The Christie's sale busted the record held by Hanging Heart, by American artist Jeff Koons, which fetched $23.4m at Sotheby's in New York late last year.
The 1995 oil painting of a corpulent woman curled naked and sleeping on a sofa was touted ahead of time as the headliner for Christie's Post-War and Contemporary Art sales.
Christie's has raked in $348m for its spring sales, the auction house announced late on Tuesday, demonstrating for the second consecutive week, after robust impressionist sales at Sotheby's and Christie's last week, that the faltering US economy has not gutted the international art market.

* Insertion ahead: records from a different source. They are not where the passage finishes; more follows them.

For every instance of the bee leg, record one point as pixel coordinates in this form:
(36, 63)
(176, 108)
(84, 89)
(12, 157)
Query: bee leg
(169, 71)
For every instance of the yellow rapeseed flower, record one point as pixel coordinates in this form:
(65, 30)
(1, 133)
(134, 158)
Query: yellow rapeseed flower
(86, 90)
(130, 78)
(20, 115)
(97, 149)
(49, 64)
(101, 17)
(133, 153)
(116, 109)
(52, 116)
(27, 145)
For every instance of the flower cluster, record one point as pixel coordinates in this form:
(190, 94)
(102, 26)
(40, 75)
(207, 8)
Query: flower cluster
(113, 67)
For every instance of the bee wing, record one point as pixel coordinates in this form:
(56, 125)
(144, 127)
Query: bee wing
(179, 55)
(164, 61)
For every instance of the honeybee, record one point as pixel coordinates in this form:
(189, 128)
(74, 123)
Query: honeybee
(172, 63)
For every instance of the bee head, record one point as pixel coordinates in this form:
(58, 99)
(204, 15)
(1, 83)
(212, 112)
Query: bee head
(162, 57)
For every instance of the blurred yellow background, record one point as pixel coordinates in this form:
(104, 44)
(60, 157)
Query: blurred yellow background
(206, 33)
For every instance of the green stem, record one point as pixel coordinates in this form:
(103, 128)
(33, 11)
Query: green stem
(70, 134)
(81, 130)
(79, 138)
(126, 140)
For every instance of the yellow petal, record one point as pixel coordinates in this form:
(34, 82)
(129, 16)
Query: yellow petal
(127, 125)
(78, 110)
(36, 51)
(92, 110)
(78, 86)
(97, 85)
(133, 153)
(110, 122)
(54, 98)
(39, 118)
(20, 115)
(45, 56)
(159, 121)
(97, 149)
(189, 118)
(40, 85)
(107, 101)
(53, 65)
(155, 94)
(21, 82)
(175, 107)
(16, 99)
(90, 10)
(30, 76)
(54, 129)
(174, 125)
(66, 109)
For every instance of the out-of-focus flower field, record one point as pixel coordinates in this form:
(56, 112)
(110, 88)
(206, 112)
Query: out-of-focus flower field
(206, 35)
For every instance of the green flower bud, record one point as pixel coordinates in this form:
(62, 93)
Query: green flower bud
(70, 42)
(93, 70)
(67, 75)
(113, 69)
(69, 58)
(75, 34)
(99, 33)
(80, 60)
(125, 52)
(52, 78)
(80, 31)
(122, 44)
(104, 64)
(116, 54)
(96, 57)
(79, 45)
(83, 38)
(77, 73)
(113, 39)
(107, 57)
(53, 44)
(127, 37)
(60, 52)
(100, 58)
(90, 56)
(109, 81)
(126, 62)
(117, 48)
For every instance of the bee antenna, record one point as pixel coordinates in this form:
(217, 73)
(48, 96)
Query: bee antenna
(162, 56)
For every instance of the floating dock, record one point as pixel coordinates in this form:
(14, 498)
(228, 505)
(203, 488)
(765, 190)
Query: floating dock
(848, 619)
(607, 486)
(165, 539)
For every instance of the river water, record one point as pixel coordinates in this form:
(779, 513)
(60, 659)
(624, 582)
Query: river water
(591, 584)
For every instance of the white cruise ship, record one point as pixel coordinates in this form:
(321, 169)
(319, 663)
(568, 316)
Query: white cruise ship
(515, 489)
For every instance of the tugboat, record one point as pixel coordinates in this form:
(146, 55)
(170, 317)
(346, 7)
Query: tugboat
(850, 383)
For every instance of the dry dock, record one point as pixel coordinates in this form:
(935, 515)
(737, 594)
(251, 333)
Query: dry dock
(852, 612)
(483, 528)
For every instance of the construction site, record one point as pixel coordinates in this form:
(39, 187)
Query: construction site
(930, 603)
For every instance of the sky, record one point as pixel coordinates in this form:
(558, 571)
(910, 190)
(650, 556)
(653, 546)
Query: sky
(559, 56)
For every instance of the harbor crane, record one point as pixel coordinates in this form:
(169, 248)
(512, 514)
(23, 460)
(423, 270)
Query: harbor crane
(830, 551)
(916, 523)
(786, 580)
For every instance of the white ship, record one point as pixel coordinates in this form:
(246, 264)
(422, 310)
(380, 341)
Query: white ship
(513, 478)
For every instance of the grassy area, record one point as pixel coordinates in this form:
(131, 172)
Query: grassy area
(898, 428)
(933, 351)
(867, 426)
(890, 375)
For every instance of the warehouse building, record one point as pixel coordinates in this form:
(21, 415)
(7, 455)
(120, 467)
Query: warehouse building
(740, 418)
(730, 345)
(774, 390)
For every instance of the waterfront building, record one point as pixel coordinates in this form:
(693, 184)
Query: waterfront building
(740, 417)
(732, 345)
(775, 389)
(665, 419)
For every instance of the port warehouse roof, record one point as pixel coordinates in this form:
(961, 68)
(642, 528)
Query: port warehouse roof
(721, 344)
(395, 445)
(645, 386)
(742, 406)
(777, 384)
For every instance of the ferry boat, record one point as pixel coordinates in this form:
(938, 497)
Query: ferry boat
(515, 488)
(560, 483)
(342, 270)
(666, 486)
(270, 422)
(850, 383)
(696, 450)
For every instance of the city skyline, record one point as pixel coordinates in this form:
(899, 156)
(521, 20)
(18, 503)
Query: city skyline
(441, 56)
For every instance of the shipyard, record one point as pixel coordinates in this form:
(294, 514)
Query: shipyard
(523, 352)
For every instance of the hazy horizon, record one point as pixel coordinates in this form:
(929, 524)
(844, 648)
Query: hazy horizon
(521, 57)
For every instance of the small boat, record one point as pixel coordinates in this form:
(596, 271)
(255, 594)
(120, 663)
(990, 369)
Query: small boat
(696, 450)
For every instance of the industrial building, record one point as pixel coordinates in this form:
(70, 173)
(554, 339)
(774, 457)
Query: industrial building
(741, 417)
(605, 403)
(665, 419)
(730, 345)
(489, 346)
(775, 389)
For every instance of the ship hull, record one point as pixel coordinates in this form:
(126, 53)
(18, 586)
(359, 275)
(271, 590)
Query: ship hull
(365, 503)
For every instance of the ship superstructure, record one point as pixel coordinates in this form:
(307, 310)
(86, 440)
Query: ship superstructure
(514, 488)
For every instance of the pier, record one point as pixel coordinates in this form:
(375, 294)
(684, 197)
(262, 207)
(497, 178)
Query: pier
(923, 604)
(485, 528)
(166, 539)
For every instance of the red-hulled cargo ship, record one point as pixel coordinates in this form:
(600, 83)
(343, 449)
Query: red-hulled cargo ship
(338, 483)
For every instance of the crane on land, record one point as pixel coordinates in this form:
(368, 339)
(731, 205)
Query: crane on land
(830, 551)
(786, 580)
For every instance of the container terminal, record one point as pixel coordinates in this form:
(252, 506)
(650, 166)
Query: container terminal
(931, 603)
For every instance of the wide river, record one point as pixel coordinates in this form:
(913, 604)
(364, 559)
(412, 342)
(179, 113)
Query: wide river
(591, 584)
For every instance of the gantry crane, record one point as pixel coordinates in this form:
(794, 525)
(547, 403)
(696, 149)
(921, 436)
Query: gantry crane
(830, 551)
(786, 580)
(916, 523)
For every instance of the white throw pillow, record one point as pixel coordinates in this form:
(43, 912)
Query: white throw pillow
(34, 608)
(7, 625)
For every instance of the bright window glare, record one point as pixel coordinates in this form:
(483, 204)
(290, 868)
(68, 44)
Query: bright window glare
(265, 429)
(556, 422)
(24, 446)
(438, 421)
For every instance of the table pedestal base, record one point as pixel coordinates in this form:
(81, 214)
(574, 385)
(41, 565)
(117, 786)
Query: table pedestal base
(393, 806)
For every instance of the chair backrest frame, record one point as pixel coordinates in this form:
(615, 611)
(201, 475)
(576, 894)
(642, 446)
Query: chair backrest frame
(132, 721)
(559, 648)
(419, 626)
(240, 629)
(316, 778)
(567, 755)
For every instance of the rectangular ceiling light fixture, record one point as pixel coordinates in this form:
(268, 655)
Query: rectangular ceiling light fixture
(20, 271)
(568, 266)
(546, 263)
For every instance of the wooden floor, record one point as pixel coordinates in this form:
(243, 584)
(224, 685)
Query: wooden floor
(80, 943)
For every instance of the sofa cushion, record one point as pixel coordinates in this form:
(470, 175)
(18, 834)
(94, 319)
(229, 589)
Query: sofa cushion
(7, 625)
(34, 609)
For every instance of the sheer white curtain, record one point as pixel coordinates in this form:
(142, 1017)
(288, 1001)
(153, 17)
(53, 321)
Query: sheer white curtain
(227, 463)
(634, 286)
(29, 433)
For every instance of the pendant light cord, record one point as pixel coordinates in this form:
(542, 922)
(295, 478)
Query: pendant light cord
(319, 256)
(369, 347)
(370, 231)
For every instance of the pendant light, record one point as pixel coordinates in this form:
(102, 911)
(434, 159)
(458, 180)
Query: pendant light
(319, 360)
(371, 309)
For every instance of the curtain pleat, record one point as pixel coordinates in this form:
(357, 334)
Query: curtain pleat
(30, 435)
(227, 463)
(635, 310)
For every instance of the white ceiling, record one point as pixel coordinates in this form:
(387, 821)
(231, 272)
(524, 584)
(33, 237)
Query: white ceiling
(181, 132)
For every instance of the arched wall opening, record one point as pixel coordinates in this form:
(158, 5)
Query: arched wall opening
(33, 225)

Of 57 works on offer in Tuesday's contemporary art sale at Christie's, 95% sold.
US collectors
Seventy percent were snapped up by US collectors, 26% by Europeans and four by Asians, according to Britt Corvy, an organiser of Tuesday's sale.
Thirty-five percent of the artworks sold for more than their estimated price, and 11% for less, he said.
A 1952 Mark Rothko painting sold for more than $50m to an anonymous buyer, to applause in the auction hall.
Several works by Andy Warhol sold well, notably Double Marlon (1966), a silkscreened double image of actor Marlon Brando on a motorcycle that fetched over $32m.
But among the disappointments, Francis Bacon's Three Studies for Self Portrait, estimated to fetch $25m to $35m, sold for $28m, commission included.
Christie's called Benefits Supervisor Sleeping the most important Lucian Freud to come to market, and art experts had expected the painting to fetch up to $33.5m at Tuesday's sale.
First nude pin-up
Its subject, Sue Tilley, has been interviewed extensively in the US and British media, telling how she was paid just $40 to pose for the painter but immensely enjoyed the experience.
Tilley, nicknamed "Big Sue", joked she was the first nude pin-up to grace the front page of the Financial Times newspaper, which carried a photograph of the painting last month.
"I can't quite believe it, to be honest," she told the BBC.
Tilley, who now manages a job centre in London, said she was introduced to Freud by a friend and became his muse, often going for lunch with the artist before posing.
Freud, the 85-year-old grandson of pioneering psychoanalyst Sigmund Freud, was born in Berlin but his family fled Germany as the Nazis rose to power and he became a British citizen.
He has said: "I paint people, not because of what they are like, not exactly in spite of what they are like, but how they happen to be."